Monday, April 21, 2014

Cordless Phone



Remember the everyday of the 90s: not just what was on TV, but what surrounded the TV. The recipes clipped from the newspaper, the box of cereal on the breakfast table, the glasses full of ice water from the new fridge. That clear, ice-water quality of late-summer afternoon light. I guess that's not the 90s, that's my girlhood, that's a series of flattering shirts and mornings when I still felt safe at home. Walking around and around on the deck, barefoot, with the cordless phone. You could go so far and no farther. You had to keep checking that you hadn't gone beyond the signal. The book I'm reading calls it securely attached. If I sat under the pear tree the sound began to break up but I could still understand you. Inside the pink playhouse my father had painted blue swallows all over the walls, or I think it was supposed to be tracing the flight of one blue swallow, in one window and out the other.
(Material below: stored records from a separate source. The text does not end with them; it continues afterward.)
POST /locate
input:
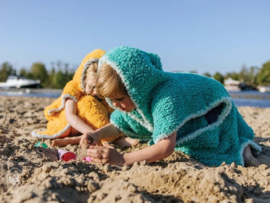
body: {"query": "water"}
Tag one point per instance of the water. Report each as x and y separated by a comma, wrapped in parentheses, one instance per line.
(243, 98)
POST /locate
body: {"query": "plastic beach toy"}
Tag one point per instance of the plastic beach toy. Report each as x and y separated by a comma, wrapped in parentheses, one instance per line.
(65, 155)
(88, 158)
(41, 144)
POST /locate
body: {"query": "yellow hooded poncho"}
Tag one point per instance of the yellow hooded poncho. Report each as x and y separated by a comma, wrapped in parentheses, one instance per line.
(93, 112)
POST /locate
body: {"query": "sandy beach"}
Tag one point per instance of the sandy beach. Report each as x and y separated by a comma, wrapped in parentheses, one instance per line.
(29, 174)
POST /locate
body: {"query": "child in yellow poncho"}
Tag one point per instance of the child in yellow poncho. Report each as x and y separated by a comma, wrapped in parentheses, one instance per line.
(77, 110)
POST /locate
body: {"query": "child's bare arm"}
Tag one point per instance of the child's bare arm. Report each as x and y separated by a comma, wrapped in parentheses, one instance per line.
(94, 137)
(75, 121)
(162, 149)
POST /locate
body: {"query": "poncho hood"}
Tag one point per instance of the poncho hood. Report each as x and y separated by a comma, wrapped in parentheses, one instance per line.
(141, 72)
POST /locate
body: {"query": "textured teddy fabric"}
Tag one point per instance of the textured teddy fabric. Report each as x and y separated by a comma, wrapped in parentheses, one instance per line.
(91, 110)
(169, 102)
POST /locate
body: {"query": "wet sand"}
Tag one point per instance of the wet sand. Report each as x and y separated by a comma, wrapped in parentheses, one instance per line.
(29, 174)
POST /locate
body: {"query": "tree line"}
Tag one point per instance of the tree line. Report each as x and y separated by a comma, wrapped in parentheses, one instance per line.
(60, 73)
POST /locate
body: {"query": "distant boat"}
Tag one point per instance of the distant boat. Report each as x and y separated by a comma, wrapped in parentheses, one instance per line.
(14, 81)
(263, 88)
(232, 85)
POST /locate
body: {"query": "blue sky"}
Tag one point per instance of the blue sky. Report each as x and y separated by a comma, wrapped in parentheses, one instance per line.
(201, 35)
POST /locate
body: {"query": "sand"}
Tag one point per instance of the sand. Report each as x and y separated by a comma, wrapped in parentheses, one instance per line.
(29, 174)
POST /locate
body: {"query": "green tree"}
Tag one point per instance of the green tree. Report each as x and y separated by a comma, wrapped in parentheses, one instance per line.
(263, 76)
(39, 72)
(5, 71)
(232, 75)
(219, 77)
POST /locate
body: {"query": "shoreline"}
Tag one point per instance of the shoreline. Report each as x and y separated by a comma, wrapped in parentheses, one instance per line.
(27, 174)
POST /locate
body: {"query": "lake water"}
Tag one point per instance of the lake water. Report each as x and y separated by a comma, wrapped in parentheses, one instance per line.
(243, 98)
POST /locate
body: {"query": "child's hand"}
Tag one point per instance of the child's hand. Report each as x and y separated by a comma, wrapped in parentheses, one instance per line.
(90, 138)
(105, 154)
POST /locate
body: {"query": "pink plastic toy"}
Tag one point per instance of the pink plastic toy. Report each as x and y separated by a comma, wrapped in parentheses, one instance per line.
(65, 155)
(88, 158)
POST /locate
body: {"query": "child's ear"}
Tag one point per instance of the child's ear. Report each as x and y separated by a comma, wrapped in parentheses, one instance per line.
(155, 60)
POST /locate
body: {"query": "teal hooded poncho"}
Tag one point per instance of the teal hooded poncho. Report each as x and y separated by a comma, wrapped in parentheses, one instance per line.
(168, 102)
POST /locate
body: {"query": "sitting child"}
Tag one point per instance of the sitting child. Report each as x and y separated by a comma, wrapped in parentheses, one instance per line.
(174, 111)
(77, 110)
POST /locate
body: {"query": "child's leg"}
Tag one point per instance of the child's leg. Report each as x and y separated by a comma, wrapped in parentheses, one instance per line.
(249, 159)
(125, 141)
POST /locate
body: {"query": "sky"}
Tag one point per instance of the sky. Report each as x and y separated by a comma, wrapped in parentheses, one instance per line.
(196, 35)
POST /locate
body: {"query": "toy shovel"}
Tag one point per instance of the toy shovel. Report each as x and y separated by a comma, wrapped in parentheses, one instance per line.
(65, 155)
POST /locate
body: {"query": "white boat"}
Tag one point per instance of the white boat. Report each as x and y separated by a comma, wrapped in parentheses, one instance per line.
(14, 81)
(232, 85)
(263, 89)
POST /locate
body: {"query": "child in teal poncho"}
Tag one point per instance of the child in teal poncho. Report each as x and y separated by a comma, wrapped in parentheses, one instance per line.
(174, 111)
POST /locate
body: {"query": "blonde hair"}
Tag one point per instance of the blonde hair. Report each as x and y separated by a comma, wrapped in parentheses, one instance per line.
(109, 84)
(90, 71)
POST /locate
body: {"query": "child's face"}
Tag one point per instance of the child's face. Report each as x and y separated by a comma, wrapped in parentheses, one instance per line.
(123, 102)
(90, 84)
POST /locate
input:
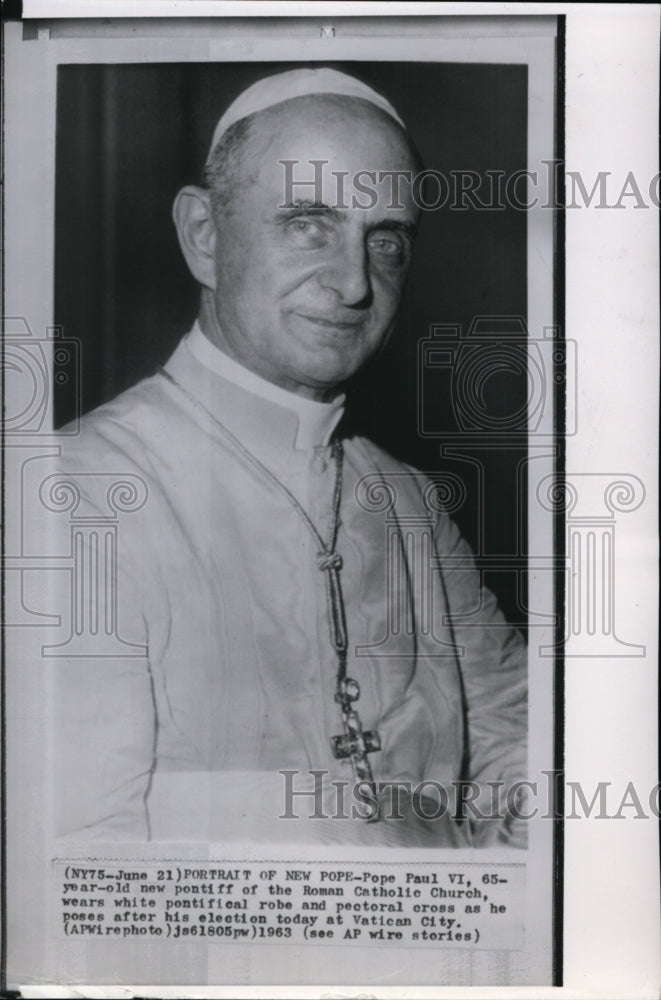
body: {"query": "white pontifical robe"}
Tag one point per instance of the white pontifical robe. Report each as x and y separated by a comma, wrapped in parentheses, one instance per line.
(232, 678)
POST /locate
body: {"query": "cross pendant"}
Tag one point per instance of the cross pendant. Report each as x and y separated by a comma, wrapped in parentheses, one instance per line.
(356, 744)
Inside the pink playhouse something really bad had almost happened, but that was the 80s and I came out again, safe into the 90s. Was that when I was the most normal? In the 90s I never went into the playhouse. In the summer twilight I sat under the pear tree and inhaled its aroma and the aroma of Victoria's Secret Juicy Pear lotion all over my elbows. Under the pear tree an opossum hissed at me so I went inside. The kitchen glowed yellow through the glass doors. I turned on the TV and there was always something on.